Is Camp Cooper still in existence? How are you all, the horses & mules? I hope happy & well. Remember me to all the officers & believe me

                                                                                                                  Yours very truly    

                                                                                                                                                  R E Lee




Source: Courtesy of the William J. Stier Collection


Transcribed by William J. Stier, 2017 January 30




1. Nathan George “Shanks” Evans (1824-1868) was a native of South Carolina.
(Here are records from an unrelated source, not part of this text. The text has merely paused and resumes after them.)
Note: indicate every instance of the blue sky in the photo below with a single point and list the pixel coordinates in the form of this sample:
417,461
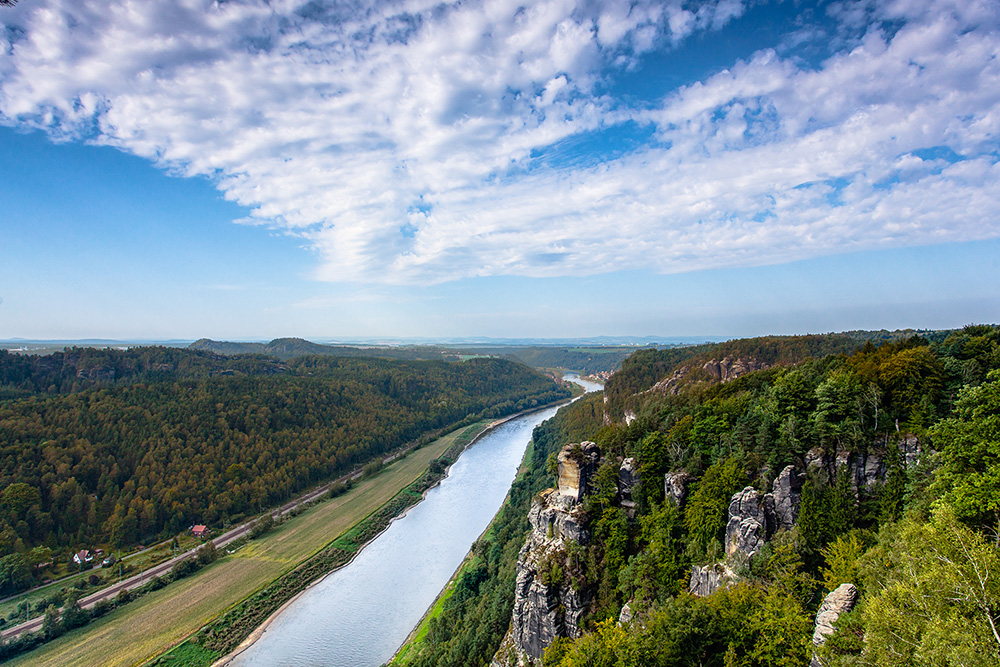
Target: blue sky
250,169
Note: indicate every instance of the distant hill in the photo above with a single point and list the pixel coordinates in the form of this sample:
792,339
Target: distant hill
289,348
668,371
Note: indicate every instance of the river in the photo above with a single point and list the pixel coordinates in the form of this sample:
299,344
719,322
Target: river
359,615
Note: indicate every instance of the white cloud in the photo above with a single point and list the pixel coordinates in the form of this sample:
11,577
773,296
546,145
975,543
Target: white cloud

He became a brigadier general in the Confederate army during the Civil War.

2. On 1856 September 2, Lee departed his Western Texas command post at Camp Cooper to participate in the court martial proceedings against Major Giles W. Porter (1799-1878), an artillery major, who was accused of repeated drunkenness. The trial was moved to Fort Brown, at the mouth of the Rio Grande. On 1857 February 6, Lee was relieved from the Porter case and assigned to a court martial at Indianola on the Texas Gulf Coast. Porter was convicted of conduct prejudicial to good order and discipline. The army was going to dismiss him, but James Buchanan mitigated the punishment to suspension from rank and pay for one year. Porter retired from the service on 1861 September 2. He died in Albany, New York, in 1878, where he is buried.

3. Lee is referring to the 1855 Lewis Carroll poem, “She’s All My Fancy Painted Him.”  

4. Reference to the 1843 Dan Emmet minstrel song, “The Boatman Dance.”

5. Lee is referring to George B. McClellan, who became captain of the 1st Cavalry in 1855.